The war against terrorism is a new kind of war such as Americans have never before experienced. It is multifaceted and requires new methods, new thinking.

Obviously, much of the war requires military effort. That was brought to bear brilliantly in Afghanistan, combining small special operations units with new, sophisticated, remote-controlled weaponry against a fairly easily identified enemy. But with the Taliban eliminated and Al Qaeda dispersed, the military effort has plateaued, entering a new, twilight phase against small, hidden terrorist cells.

Another important aspect of the war is diplomacy. But this, too, has stalled, because, for the Arab lands from whence most terrorists come, the critical issue is the Israeli-Palestinian conflict, which has gone from bad to worse, and proved stubbornly resistant to American efforts at peacemaking. The perceived American championship of Israel is a huge roadblock on the road to winning over Arab public opinion.

Meantime, the United States is cranking up its public diplomacy, or informational campaign, designed to counter decades of hate-filled anti-American brainwashing in Islamic fundamental schools, and to dispel such ludicrous fantasies as that it was the Israelis who attacked and brought down the World Trade Center towers.

The campaign to draw the Arab lands into the modern world is much longer term and more difficult.

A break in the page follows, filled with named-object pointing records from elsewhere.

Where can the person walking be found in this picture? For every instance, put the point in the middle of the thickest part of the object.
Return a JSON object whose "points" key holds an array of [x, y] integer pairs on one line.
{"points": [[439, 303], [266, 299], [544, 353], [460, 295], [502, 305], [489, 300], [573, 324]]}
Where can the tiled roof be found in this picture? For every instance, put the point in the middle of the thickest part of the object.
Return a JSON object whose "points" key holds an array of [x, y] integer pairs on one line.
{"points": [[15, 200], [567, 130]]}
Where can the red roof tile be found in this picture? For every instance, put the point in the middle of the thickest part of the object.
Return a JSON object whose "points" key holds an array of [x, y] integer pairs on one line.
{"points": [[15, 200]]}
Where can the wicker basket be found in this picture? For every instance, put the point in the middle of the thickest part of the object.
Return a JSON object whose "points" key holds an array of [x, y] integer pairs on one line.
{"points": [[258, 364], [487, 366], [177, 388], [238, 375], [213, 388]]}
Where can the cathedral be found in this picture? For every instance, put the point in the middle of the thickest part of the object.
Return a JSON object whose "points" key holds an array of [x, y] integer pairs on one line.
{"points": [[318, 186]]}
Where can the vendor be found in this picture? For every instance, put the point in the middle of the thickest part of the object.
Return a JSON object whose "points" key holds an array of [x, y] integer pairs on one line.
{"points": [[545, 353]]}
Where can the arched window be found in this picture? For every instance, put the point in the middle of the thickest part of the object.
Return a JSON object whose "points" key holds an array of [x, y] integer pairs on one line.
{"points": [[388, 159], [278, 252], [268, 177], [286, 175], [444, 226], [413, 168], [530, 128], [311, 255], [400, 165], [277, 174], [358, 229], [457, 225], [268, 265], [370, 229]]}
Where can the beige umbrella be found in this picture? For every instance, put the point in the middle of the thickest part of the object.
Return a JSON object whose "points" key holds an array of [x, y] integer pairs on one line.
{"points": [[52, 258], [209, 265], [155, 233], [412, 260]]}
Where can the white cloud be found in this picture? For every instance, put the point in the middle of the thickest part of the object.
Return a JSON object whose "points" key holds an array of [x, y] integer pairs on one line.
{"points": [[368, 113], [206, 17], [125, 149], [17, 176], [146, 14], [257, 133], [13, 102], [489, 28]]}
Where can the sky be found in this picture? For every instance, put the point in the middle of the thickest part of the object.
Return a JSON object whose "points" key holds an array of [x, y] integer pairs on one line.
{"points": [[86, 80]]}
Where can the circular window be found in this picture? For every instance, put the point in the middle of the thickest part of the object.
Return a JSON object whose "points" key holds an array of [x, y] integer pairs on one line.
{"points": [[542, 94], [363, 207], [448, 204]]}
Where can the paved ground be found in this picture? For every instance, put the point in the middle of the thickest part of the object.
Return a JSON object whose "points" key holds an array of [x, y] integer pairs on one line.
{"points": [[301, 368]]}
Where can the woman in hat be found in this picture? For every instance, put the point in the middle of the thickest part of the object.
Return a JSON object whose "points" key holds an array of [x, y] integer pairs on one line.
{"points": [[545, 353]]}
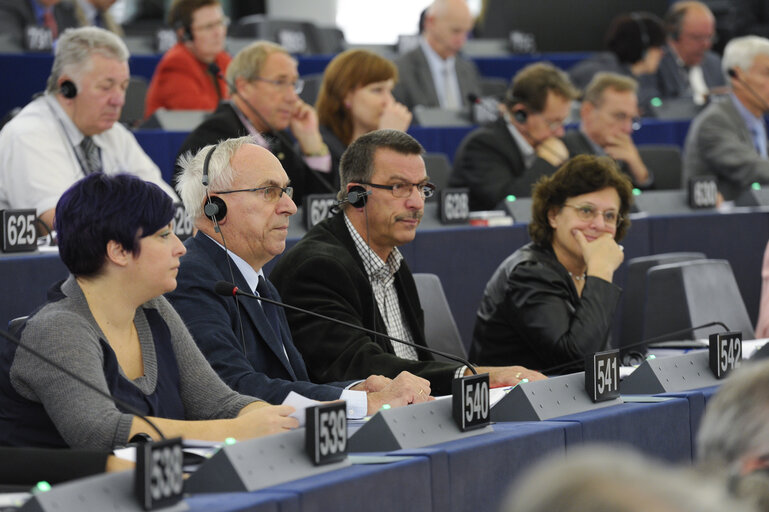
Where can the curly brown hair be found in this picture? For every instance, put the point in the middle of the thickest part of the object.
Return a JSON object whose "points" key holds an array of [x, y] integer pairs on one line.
{"points": [[580, 175]]}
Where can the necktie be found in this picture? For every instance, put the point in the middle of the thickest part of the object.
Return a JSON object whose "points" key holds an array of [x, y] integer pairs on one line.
{"points": [[92, 162], [270, 310]]}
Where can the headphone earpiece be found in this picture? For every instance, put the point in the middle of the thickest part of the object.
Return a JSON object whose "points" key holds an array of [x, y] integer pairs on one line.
{"points": [[215, 208], [520, 115], [68, 89], [357, 196]]}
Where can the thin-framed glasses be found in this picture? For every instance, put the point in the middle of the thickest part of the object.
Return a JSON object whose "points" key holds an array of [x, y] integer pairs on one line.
{"points": [[297, 85], [270, 193], [403, 190], [588, 212]]}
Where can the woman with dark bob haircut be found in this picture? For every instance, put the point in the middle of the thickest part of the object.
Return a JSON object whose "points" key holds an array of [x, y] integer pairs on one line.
{"points": [[355, 97], [552, 301], [109, 323]]}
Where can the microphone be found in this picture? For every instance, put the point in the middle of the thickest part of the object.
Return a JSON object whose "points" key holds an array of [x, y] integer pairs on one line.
{"points": [[214, 70], [733, 74], [230, 290], [661, 337], [128, 407]]}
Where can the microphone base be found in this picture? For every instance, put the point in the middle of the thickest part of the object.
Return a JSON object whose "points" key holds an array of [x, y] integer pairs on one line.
{"points": [[545, 399]]}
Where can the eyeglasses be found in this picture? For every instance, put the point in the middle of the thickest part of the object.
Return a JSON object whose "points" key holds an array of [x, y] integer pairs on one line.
{"points": [[403, 190], [271, 193], [297, 86], [587, 213], [224, 22]]}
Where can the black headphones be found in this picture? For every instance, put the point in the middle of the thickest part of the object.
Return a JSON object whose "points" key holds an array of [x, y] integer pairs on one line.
{"points": [[68, 89], [214, 208], [357, 196]]}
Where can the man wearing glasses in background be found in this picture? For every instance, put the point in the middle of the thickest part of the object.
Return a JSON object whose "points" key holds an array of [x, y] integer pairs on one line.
{"points": [[265, 100], [608, 116], [183, 79], [349, 267], [509, 155]]}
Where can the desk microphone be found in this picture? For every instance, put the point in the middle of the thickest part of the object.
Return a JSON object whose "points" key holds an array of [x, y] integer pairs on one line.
{"points": [[230, 290], [128, 407], [214, 70], [661, 337], [733, 73]]}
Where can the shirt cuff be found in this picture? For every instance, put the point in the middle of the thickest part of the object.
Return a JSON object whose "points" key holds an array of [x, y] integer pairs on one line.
{"points": [[357, 403], [319, 163]]}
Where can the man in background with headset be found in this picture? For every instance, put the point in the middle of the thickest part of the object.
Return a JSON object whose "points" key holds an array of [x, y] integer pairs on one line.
{"points": [[348, 267], [183, 78], [509, 155], [73, 129], [246, 208]]}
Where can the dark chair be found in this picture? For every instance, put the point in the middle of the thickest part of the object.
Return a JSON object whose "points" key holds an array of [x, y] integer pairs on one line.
{"points": [[664, 161], [299, 37], [634, 292], [441, 331], [690, 293], [438, 169]]}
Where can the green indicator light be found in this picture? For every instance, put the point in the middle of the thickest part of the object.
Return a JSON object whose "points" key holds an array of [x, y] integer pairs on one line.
{"points": [[42, 486]]}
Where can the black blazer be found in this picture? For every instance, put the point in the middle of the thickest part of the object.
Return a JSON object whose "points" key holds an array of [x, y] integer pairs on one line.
{"points": [[324, 273], [264, 371], [224, 124], [490, 164]]}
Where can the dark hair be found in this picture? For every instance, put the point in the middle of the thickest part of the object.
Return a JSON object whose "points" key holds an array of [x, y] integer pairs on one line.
{"points": [[100, 208], [357, 163], [580, 175], [531, 85], [630, 35], [345, 73]]}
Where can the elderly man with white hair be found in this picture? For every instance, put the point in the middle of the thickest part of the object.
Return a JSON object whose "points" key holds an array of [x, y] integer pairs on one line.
{"points": [[728, 139]]}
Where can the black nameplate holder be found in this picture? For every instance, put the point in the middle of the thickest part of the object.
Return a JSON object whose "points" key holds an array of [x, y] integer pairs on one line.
{"points": [[415, 426], [318, 207], [725, 353], [549, 398], [702, 192], [183, 225], [258, 463], [470, 401], [454, 205], [602, 375], [326, 433], [159, 473], [18, 230]]}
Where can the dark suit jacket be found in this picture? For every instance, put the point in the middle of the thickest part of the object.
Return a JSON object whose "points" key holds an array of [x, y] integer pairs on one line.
{"points": [[224, 123], [325, 274], [490, 164], [578, 144], [215, 325], [673, 80], [415, 82], [17, 15], [720, 144]]}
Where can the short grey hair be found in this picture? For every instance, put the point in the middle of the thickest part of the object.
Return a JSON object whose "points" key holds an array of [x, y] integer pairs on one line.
{"points": [[220, 173], [740, 52], [75, 47], [736, 421]]}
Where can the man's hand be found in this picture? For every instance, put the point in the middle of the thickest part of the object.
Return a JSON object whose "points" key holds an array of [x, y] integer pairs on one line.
{"points": [[553, 150], [404, 389], [304, 126]]}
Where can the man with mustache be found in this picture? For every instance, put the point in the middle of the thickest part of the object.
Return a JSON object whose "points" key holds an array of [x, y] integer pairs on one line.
{"points": [[247, 342], [349, 267]]}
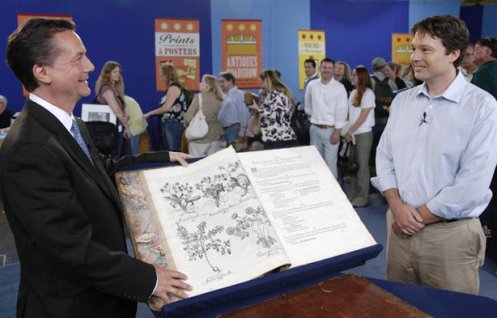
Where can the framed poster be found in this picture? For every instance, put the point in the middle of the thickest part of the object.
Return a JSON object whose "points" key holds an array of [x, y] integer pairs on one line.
{"points": [[177, 42], [242, 51]]}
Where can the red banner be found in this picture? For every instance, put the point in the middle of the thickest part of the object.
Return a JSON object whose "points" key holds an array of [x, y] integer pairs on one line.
{"points": [[242, 51], [177, 42]]}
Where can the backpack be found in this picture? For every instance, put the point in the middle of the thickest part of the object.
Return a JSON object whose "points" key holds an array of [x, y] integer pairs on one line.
{"points": [[383, 96]]}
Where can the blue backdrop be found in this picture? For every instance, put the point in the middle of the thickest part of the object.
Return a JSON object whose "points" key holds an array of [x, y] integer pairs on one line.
{"points": [[123, 30]]}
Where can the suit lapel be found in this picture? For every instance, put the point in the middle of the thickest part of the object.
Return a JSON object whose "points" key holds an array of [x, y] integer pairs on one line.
{"points": [[111, 190], [67, 141]]}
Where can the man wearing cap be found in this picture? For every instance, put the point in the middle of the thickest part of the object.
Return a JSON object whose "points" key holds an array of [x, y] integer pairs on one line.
{"points": [[383, 99], [326, 104], [485, 55], [434, 163]]}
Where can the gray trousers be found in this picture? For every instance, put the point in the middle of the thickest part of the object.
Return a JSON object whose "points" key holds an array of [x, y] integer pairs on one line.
{"points": [[360, 181]]}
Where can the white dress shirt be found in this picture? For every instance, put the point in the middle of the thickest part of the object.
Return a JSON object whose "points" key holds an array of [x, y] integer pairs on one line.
{"points": [[326, 103], [440, 151], [367, 101]]}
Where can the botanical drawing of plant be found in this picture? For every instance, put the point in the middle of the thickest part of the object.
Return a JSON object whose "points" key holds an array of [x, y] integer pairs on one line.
{"points": [[255, 221], [236, 177], [197, 244], [180, 195], [212, 187]]}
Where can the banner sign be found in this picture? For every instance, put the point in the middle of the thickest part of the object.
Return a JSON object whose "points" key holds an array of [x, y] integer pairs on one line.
{"points": [[401, 48], [177, 42], [242, 51], [312, 45]]}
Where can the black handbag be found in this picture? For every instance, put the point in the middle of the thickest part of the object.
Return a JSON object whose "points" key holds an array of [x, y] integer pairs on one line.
{"points": [[346, 163], [300, 125]]}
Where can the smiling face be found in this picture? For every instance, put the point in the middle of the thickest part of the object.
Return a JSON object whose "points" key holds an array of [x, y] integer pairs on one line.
{"points": [[309, 69], [430, 61], [468, 58], [65, 81], [353, 78], [115, 75], [339, 70], [326, 70]]}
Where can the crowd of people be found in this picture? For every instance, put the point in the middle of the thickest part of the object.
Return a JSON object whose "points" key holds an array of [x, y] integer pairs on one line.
{"points": [[432, 134]]}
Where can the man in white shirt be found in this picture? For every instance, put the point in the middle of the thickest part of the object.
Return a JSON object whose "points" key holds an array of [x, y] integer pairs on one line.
{"points": [[434, 164], [326, 104], [311, 74], [468, 65]]}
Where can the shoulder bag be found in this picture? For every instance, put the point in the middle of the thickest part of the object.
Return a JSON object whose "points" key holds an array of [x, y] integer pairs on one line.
{"points": [[198, 127]]}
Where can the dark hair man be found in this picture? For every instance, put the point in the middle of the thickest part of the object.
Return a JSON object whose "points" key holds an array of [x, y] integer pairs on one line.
{"points": [[311, 74], [434, 163], [485, 54], [233, 114], [63, 210], [326, 104]]}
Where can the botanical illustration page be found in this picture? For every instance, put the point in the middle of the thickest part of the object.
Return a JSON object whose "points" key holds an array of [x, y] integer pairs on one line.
{"points": [[215, 226], [306, 205]]}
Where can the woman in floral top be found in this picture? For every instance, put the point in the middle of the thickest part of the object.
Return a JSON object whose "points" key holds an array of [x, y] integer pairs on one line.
{"points": [[275, 112], [173, 107]]}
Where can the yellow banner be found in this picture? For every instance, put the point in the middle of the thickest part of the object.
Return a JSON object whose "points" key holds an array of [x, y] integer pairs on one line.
{"points": [[242, 51], [401, 48], [177, 42], [312, 45]]}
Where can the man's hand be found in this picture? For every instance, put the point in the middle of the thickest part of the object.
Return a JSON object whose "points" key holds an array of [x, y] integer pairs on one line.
{"points": [[335, 137], [397, 230], [407, 219], [170, 284], [179, 157]]}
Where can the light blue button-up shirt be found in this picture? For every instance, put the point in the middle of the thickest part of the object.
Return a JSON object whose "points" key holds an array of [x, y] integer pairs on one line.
{"points": [[440, 151]]}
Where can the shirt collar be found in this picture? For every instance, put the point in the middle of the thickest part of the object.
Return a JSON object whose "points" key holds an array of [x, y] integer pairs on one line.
{"points": [[452, 93], [61, 115]]}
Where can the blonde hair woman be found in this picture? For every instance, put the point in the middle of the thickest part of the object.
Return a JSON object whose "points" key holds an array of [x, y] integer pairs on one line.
{"points": [[173, 108], [110, 91], [275, 112], [361, 117], [212, 96]]}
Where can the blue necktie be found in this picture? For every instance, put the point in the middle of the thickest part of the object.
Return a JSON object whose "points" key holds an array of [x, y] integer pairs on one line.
{"points": [[79, 139]]}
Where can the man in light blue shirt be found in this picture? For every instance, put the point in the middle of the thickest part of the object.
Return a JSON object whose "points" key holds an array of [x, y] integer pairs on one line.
{"points": [[233, 114], [434, 164]]}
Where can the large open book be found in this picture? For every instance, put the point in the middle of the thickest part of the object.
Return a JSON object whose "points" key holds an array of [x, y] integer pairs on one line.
{"points": [[232, 217]]}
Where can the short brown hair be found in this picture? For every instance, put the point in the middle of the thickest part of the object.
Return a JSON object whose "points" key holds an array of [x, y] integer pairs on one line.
{"points": [[31, 44], [452, 31]]}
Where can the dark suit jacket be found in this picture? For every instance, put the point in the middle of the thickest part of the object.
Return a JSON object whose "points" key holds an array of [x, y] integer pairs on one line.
{"points": [[66, 218]]}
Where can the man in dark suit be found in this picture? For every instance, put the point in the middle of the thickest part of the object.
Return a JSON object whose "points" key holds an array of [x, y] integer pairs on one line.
{"points": [[63, 210]]}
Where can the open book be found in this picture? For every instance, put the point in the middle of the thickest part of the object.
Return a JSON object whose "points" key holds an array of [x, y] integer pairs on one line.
{"points": [[232, 217]]}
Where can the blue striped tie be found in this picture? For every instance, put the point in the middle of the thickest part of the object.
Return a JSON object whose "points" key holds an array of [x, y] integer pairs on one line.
{"points": [[79, 139]]}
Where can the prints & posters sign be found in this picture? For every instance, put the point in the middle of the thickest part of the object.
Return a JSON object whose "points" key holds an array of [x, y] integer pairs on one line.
{"points": [[177, 42]]}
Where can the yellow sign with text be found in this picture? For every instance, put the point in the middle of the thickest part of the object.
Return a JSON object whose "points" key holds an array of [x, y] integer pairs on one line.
{"points": [[401, 48], [312, 45]]}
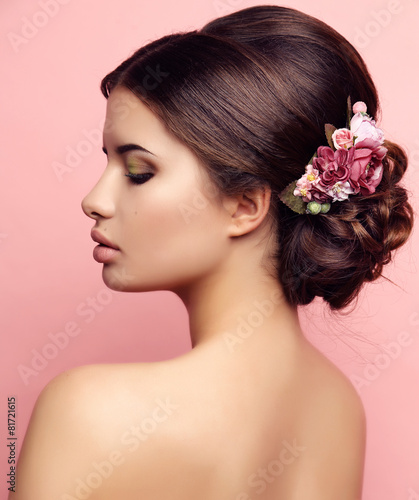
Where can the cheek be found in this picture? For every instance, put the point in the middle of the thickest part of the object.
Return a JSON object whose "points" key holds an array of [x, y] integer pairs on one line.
{"points": [[175, 235]]}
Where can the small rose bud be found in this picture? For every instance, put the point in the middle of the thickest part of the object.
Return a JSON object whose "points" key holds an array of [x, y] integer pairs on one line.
{"points": [[359, 107]]}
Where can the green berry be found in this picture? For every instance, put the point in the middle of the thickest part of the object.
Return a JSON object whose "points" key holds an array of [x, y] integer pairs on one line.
{"points": [[313, 207]]}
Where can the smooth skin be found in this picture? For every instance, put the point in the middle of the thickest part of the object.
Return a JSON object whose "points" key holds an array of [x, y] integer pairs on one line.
{"points": [[253, 411]]}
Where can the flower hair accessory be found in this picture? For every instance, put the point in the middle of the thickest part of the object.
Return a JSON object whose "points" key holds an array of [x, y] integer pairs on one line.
{"points": [[351, 165]]}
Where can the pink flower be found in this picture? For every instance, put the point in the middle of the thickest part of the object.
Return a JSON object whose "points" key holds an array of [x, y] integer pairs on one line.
{"points": [[359, 107], [306, 182], [364, 127], [367, 168], [343, 138]]}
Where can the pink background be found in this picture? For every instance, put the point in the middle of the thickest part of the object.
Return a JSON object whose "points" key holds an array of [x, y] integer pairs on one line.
{"points": [[51, 104]]}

A recent report by the UN Development Program makes it clear how gargantuan this task will be. The report is significant because it is not the work of outside bureaucrats, but of reputable Arab scholars taking a hard look at their own region's deficiencies.

• Per-capita growth in the 22 Arab countries surveyed is lower than anywhere except in sub-Saharan Africa. It will take the average Arab citizen 140 years to double his or her income. Other parts of the world will do it in fewer than 10 years.

• Of the 280 million Arabs in the region, 65 million are illiterate. Two-thirds of these are women.

• The GDP of all these Arab states combined is less than that of Spain.

• One out of every 5 Arabs lives on less than $2 a day.

The report's brutal conclusion? This backwardness is the result of three huge deficiencies: of freedom, women's rights, and education.

As a powerful and wealthy nation, and a beacon of freedom for much of the world's oppressed people, the United States is well placed to encourage the campaign for reform in the Arab lands. Recently, President Bush pledged a $10 billion increase by 2006 in US aid going to the poorer nations of the world. He was right in proclaiming that priority recipients would be those countries moving toward democracy.

But the war against terrorism is not America's alone. Terrorism rears its head in Japan and South Korea, in Germany and Italy, and in other prosperous democracies that should have a self-interest in drawing out of their darkness the Arab lands that have spawned international terrorism.

Even countries without substantial resources could play an influential role. Pakistan and Indonesia are non-Arab countries with large Muslim populations. They themselves are struggling to find their way to democracy. They, along with other Islamic lands like Turkey, could show by example that Islam does not necessarily mean a descent into obsession with hatred.

Nor should we assume that the Arab lands living in economic backwardness and democratic darkness are without their own internal mutterings for reform.

There is intellectual pondering in Saudi Arabia and Egypt. The UN report found that 51 percent of older Arab adolescents, and 45 percent of younger ones, in the 22 countries surveyed, expressed a desire to emigrate, "clearly indicating dissatisfaction with current conditions and future prospects in their home countries." The very frankness of the Arab scholars who spent 18 months producing the hard-hitting report is a positive development.

As they concluded: "The Arab world is at a crossroads. The fundamental choice is whether its trajectory will remain marked by inertia, as reflected in much of the present institutional context, and by ineffective policies that have produced the substantial development challenges facing the region; or whether prospects for an Arab renaissance, anchored in human development, will be actively pursued."

• John Hughes, former editor of the Monitor, is editor and chief operating officer of the Deseret News.